In this case, the agent is requested to resume a previously interrupted execution, identified by the execution identifier.

The invocation endpoint must return the following:

The output of the execution, in case it is provided synchronously.
An execution identifier, which is then used to receive asynchronous output and to resume an interrupted execution.

Invocation endpoint may return an error. For more information, see Error Definitions.

Output Retrieval

Once an agent is invoked, it can provide output as a result of its operations.

Output can be provided to the caller synchronously (as a response of the invocation endpoint) or asynchronously (through a callback provided as input of the invocation endpoint).

Output can be provided when the following conditions occur:

The agent has terminated its execution and provides the final result of the execution.
The agent has interrupted its execution because it needs additional input. For example approval or chat interaction.
The agent is still running but it provides partial results, that is, streaming.

Output must carry information about which condition occurred.

Format of the output data structure is specified through a schema. For more information, see Schema Definitions.

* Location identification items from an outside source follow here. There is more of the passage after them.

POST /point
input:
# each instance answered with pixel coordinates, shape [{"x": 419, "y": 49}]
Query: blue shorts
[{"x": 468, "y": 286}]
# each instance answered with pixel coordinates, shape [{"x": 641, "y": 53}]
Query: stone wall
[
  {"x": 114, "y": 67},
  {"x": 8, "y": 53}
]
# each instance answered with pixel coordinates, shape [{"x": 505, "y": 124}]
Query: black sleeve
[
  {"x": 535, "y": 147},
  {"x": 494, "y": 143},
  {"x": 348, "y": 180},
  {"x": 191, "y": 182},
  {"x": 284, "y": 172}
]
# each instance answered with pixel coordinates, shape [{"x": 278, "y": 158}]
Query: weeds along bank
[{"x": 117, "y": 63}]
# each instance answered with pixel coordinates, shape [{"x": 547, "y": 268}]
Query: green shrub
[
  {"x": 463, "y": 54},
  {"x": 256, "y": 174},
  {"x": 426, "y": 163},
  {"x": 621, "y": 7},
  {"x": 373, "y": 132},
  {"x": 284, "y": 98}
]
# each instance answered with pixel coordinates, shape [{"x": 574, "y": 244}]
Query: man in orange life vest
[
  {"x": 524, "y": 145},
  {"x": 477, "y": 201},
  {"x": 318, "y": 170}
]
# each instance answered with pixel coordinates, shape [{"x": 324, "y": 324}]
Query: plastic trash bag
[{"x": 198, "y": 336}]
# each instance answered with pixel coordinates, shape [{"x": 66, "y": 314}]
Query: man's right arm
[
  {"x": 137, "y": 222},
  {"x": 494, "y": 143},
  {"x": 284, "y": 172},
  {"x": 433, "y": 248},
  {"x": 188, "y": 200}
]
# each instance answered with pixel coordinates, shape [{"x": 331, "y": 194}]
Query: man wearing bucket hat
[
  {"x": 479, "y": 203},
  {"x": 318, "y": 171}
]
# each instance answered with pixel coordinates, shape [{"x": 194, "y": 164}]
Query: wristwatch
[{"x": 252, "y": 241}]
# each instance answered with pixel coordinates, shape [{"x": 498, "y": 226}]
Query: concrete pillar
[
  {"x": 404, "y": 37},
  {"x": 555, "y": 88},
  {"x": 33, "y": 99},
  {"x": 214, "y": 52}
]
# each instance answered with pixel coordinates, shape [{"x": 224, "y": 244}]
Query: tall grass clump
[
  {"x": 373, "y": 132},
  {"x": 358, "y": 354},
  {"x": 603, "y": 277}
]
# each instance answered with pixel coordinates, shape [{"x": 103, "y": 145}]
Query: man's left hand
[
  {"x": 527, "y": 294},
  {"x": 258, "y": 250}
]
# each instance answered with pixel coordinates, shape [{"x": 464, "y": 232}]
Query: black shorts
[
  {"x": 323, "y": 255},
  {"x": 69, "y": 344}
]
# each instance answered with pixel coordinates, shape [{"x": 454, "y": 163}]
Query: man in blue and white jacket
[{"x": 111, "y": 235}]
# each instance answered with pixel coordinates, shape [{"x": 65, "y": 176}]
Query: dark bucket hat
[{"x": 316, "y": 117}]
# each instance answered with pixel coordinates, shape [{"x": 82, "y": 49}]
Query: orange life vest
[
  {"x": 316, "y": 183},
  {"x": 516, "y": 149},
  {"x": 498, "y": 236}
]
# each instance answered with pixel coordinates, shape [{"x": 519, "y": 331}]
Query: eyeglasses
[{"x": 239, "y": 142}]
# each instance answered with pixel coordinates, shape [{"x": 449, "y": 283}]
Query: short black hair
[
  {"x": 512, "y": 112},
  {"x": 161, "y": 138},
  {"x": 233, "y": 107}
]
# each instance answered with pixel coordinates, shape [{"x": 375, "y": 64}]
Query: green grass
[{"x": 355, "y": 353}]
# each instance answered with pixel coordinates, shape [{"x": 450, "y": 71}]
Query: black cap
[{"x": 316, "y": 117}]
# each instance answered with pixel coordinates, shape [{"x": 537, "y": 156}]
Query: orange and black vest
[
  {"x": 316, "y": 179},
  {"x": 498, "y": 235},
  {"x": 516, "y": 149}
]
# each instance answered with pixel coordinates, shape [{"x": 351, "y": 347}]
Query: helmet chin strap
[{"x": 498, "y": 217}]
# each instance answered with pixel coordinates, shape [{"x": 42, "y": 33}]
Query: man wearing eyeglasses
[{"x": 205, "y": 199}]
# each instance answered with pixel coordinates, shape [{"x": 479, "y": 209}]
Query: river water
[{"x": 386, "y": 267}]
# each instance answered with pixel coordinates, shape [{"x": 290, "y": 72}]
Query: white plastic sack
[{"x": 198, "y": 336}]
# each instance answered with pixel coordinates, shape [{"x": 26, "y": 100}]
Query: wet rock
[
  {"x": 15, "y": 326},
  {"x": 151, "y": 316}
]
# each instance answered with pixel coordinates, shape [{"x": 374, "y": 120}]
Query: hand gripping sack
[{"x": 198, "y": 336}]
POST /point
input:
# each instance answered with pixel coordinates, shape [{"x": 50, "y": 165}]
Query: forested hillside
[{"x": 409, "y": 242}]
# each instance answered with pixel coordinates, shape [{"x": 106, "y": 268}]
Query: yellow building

Capabilities and Schema Definitions

The ACP does not mandate the format of the data structures used to carry information to and from an agent but it allows agents to provide definitions of those formats through the ACP. The ACP must define an endpoint that provides schema definitions for configuration, input, and output.

Different agents may implement different parts of the protocol. For example: an agent may support streaming, while another may only support full responses. An agent may support threads while another may not.

The ACP must define an endpoint that provides details about the specific capabilities that the agent supports.

Schemas, agent capabilities, and other essential information that describe an agent are also needed in what we call the Agent Manifest.

Error Definitions

Each of the operations offered by the ACP can produce an error.

Errors can be provided synchronously by each of the invoked endpoints or asynchronously when they occur during an execution that supports asynchronous output.

The ACP must define errors for the most common error conditions.

Each definition must include the following details:

Error code.
Description of the error condition.
A flag that says if the error is transient or permanent.
An optional schema definition of additional information that the error can be associated with.

The ACP also allows agents to provide definitions of errors specific for that agent. For this purpose, the ACP must define an endpoint that provides schema definitions for all agent specific errors that are not included in the ACP specification.